御三家以外に人気分散の一方で
繰り上げ合格が多かった中堅校も

 近年の傾向として、いわゆる「御三家」と呼ばれる超難関校にかつてのほど人気が過度に集中せず、御三家以外の超難関校にも受験生が分散している点が挙げられます。この傾向は今年も顕著でした。これは御三家の人気が下落したということではなく、御三家以外の新しい学校の魅力が広く認知され、受験生の選択肢が広がった結果といえます。難関校を目指す受験生たちが、自身の住まいや志向性に応じて、より適切な学校選択をしてきているということです。

 これも今年に限ったことではないのですが、これまでの連載でもお話している通り、面倒見のいい超難関校や新しい教育を志向する学校群の勢いが続いています。聖光学院や豊島岡女子、渋谷幕張といった学校が予想通り、あるいは予想以上の人気を集めています。これらの学校は、難関大学への進学実績を維持しながら、きめ細かな教育支援を提供している点が評価されています。

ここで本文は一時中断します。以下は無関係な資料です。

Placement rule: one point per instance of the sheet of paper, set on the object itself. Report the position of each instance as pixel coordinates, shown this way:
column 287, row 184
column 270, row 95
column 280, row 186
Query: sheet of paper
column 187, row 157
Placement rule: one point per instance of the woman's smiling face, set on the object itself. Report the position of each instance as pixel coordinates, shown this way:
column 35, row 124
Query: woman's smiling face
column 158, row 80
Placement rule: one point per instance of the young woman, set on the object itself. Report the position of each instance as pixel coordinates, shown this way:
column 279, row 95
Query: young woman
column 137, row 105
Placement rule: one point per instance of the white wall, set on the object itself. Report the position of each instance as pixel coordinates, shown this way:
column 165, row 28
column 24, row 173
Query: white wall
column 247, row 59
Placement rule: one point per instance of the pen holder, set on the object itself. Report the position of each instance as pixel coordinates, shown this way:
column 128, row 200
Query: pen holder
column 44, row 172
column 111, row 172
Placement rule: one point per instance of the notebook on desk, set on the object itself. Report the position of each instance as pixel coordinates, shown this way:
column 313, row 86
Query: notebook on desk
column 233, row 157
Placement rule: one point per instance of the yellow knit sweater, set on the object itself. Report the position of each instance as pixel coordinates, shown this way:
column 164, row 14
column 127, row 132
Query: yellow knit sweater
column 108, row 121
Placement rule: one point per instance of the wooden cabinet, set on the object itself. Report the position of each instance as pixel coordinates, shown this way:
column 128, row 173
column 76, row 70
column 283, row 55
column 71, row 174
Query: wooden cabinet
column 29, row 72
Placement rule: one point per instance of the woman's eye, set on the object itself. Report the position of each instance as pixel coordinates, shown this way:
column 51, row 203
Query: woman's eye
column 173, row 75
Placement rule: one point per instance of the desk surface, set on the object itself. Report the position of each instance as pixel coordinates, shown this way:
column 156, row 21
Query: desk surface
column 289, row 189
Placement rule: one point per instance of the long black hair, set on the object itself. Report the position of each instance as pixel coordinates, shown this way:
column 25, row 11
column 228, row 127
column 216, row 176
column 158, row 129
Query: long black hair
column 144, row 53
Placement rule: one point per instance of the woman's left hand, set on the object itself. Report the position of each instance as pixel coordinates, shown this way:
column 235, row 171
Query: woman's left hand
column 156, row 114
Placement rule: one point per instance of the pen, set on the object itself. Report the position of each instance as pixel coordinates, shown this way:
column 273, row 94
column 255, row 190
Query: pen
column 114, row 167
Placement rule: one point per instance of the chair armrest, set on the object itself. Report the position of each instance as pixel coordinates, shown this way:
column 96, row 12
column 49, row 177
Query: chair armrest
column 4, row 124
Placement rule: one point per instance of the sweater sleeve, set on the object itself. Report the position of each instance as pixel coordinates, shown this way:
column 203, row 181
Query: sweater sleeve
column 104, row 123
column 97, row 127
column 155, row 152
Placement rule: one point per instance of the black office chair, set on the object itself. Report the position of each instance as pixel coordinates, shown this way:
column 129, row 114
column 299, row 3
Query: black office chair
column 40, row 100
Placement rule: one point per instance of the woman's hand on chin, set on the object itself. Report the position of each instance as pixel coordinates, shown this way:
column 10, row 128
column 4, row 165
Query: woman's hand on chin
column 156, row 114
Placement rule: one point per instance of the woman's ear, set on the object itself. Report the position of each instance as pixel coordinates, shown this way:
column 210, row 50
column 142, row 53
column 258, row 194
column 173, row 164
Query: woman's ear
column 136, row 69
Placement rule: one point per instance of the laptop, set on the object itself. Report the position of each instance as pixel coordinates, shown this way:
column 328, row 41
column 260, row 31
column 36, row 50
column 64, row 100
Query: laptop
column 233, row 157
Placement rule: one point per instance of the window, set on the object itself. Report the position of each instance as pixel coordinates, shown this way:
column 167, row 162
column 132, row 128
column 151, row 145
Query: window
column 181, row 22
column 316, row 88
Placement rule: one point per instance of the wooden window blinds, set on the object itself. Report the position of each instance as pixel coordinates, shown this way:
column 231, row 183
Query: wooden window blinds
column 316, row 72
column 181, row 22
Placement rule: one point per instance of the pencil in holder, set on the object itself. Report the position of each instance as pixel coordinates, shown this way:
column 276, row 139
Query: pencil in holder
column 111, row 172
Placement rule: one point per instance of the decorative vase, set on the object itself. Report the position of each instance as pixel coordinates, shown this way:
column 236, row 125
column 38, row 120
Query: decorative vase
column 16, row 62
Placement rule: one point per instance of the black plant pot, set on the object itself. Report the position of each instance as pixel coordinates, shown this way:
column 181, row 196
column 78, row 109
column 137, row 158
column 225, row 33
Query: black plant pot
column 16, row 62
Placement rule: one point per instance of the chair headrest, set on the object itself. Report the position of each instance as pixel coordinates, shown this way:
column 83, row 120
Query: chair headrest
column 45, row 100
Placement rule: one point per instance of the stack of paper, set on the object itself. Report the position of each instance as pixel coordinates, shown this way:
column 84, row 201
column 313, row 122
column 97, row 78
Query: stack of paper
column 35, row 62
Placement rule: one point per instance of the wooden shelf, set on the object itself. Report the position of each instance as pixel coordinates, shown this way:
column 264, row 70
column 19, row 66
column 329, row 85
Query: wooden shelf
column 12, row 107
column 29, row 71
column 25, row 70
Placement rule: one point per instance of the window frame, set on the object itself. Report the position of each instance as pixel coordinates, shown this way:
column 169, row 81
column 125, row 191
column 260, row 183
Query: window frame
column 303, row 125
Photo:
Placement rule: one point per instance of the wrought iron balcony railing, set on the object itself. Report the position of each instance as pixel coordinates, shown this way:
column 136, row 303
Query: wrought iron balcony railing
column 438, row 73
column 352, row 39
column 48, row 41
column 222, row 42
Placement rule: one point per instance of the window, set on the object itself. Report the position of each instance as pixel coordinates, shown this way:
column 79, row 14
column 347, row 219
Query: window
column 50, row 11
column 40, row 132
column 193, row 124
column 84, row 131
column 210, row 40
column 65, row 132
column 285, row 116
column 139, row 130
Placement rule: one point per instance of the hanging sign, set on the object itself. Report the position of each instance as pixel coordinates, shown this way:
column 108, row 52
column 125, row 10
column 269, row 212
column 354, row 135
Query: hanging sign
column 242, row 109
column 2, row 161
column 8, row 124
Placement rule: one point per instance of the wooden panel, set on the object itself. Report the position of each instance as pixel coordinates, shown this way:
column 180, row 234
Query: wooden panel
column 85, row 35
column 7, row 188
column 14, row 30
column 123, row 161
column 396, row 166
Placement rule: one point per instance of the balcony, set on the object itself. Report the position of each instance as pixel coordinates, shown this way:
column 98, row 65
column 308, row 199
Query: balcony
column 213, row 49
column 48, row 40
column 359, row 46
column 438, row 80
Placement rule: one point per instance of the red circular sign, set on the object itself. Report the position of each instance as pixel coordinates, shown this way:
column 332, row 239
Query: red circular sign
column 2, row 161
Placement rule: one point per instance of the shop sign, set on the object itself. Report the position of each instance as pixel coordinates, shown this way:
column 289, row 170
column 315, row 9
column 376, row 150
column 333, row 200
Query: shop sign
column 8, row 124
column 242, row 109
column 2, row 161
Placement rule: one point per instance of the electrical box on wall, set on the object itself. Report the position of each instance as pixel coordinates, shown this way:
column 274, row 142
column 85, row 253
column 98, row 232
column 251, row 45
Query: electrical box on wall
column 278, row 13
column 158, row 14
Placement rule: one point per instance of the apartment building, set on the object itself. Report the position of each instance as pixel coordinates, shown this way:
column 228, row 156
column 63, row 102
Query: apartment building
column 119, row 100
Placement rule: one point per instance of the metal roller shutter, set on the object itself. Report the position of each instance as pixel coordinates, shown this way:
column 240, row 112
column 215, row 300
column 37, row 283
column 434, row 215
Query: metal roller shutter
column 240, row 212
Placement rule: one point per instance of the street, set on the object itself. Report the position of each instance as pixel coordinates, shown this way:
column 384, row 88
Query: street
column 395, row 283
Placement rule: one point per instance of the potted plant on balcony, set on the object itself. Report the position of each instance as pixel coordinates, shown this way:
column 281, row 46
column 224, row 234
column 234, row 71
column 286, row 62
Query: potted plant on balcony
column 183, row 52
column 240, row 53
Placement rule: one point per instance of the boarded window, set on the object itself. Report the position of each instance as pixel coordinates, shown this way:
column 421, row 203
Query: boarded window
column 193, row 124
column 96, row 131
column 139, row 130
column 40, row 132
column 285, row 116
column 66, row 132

 中堅校については、今年は例年以上に繰り上げ合格が多く出される傾向が見られました。これは、受験生の志望校選択パターンが従来よりも多様化し、選択のあり方がより柔軟になっていることの現れともいえます。従来なら「A校とB校であれば必ずA校を選ぶ」と相場が決まっていたところ、現在ではB校を選ぶ人がそれなりの数出てくるなど、流動的になっているのです。そのために学校側の入学者数の予測も難しく、当初の合格者数の設定を慎重に見積もる傾向にあります。

 例えば、大学附属校でも、この傾向が顕著に見られました。立教新座では、補欠順位102位までを繰り上げ合格とし、100名規模での補欠合格を出し、合格発表後の動きにも注目が集まっています()。

 都心部の中堅校ではやや受験者を減らした学校も見られました。これに関しては、都心の一部エリアなどでは小学校受験やインターナショナルスクールへの関心がより高まっており、そのことが影響しているかもしれません。

 首都圏模試の偏差値40以下の学校群においても、入試問題が難化したというわけではありませんが、倍率は2倍程度を維持しています。